Une pièce matérialiste

Pas de décor à proprement parler puisque dans la fiction celui-ci est bloqué sur les routes par la neige. Par conséquent comme le souligne Geoffrey Coppini: « La scénographie sera minimaliste et pensée en fonction du lieu « théâtre » et de ce que nous pouvons y trouver. » Sur scène un écran central pour diffuser de la vidéo une rampe de stockage de projecteurs à roulettes ainsi qu’un tour de montage font office de scénographie. Pas de décor mais une intensité extrême dans une pièce au final très dialectique. Et matérialiste au sens philosophique du terme, Geoffrey Coppini part en effet des corps pour monter à l’idée et non l’inverse.

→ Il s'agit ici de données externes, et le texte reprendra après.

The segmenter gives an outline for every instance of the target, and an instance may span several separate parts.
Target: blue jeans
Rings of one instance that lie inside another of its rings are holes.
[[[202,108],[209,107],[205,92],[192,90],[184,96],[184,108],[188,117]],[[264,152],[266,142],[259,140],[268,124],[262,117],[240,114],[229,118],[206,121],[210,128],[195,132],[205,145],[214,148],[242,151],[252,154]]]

Sur scène les comédiens excellent à mettre en place le projet. Et en premier lieu Frédéric Schulz-Richard impressionnant en Miss Poutinka, Poutin, et Gabriel. «J’ai écrit la pièce pour lui, et j’aime qu’il propose sans cesse en assumant l’archétype de ses personnages en y faisant passer une grande humanité», explique Geoffrey Coppini. De son côté l’acteur précise : «Il a une force formidable, que je trouve extrêmement rare dans ce métier : le calme et la douceur. Dit autrement, il arrive toujours à ses fins avec le sourire. C’est la même chose avec les amateurs, qu’il traite avec la même exigence que nous.» Et de poursuivre: «Bonheur et la joie du jeu, constant cette impression, dès que la pièce commence, d’être pris dans un tourbillon. De jouer gros. Car ce qu’il y a de beau dans la mise en abyme qu’offre ce projet, c’est la rencontre réelle avec les amateurs.» Ajoutons les scènes poignantes et culottées avec Samir El Karoui qui, impressionnant dans le rôle du technicien sans retenue et avec pudeur, signale qu’il y a beaucoup d’amour dans ce projet. Le duo qu’il forme avec Frédéric Schulz-Richard est d’une intensité folle. Au sens premier du terme, tant le metteur en scène ose montrer les corps et les faire se déplacer en incandescence. Ajoutons la présence et l’interprétation magnétiques d’Irina Solano, dans les rôles de la relation publique, de la reine Moskovskaya, et du ministre de la Défense, et vous aurez avec cette pièce certes un peu trop longue mais saluée le deuxième soir à Vitez par une standing-ovation, un aperçu de sa force visuelle et de son engagement citoyen.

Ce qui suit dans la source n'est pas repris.